All of these priorities would appear also to be priorities of the U.S. Government, and specifically of the Obama administration.

Irina Bokova is currently the Bulgarian Ambassador to France and to the Principality of Monoco as well as Bulgaria's Permanent Delegate to UNESCO. In this latter role she has gained considerable expertise about UNESCO. She has served as Minister of Foreign Affairs of Bulgaria and early in her career on the Bulgarian delgation to the United Nations in New York. In 1991, after the fall of Communism, Ms. Bokova served as a member of the Constituent Assembly helping to write the new Bulgarian Constitution. She was a founder, and served as Chairperson from 1997 to 2005 of the European Policy Forum, a civil society organization. She has written a number of scholarly publications. Initially educated at the Moscow State Institute of International Relations, she was later the recipient of a two year NATO fellowship on democratic institutions, and has studied at the University of Maryland and Harvard University. She speaks English, Russian, Spanish and French as well as her native Bulgarian.

Farouk Hosny is currently the Egyptian Minister of Culture, a position that he has held for some 22 years. Early in his career he served as Egyptian cultural attache in France for seven years. He also served in several roles in the Egyptian cultural program in Rome, including as Director of the Egyptian Art Academy and as Cultural Councelor for the Egyptian embassy. He cites major achievements of the Ministry of Culture during his term of office including development of Pharaonic archaeology, the creation of a new museum and the Library of Alexandria, a nationwide system of local libraries, and a national literacy program. He is an abstract artist whose works have shown internationally. He holds a Bachelor of Fine Arts degree from the University of Alexandria. He speaks Arabic, French, Italian and English (which he describes as "fair")

In contrast to that of Irina Bokova, the candidacy of Farouk Hosny has been very controversial. Two issues have been especially frequently treated in the media (both of which have been denied by Minister Hosny):
  • He has been subject to charges that he holds anti-Jewish and anti-Israeli views. He has stated that he opposes the normalization of Egyptian-Israeli relations that would lead to a restoration of cultural exchanges until progress was made in Israeli-Palestinian relations.
  • There is also opposition based on the record of censorship of the Egyptian Ministry of Culture during his administration.
Both candidates have been campaigning hard. Ambassador Bokova has visited 45 countries, making presentations to senior officials of those nations in company with senior representatives of the Government of Bulgaria.
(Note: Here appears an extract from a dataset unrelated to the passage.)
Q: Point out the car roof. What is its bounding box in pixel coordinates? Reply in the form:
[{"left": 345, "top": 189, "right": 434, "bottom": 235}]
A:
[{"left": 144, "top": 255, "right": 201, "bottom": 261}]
Minister Hosny has been campaigning for two years, with the strong support of his government.

Prior to the irruption of the controversies over Government Hosny, he was thought to be the front runner in the race, in large part due to support of Arab, other Islamic and African nations that had been sought be the Government of Egypt.

In the first four rounds of voting, Minister Hosny's support grew from 22 to 29 votes. In those same rounds, Ambassador Bokova's support grew from 8 to 29 votes. Essentially, as candidates with fewer votes withdrew from the race, most of their supporters went to Ambassador Bokova rather than to Minister Hosny.

The State Department does not announce publicly its votes in United Nations elections since they are to be held by secret ballot. However, it is widely believed that the U.S. delegate has opposed the Hosny candidacy.

John Daly
(The opinions expressed in this posting are those of the author and do not necessarily represent those of Americans for UNESCO or any other organization.)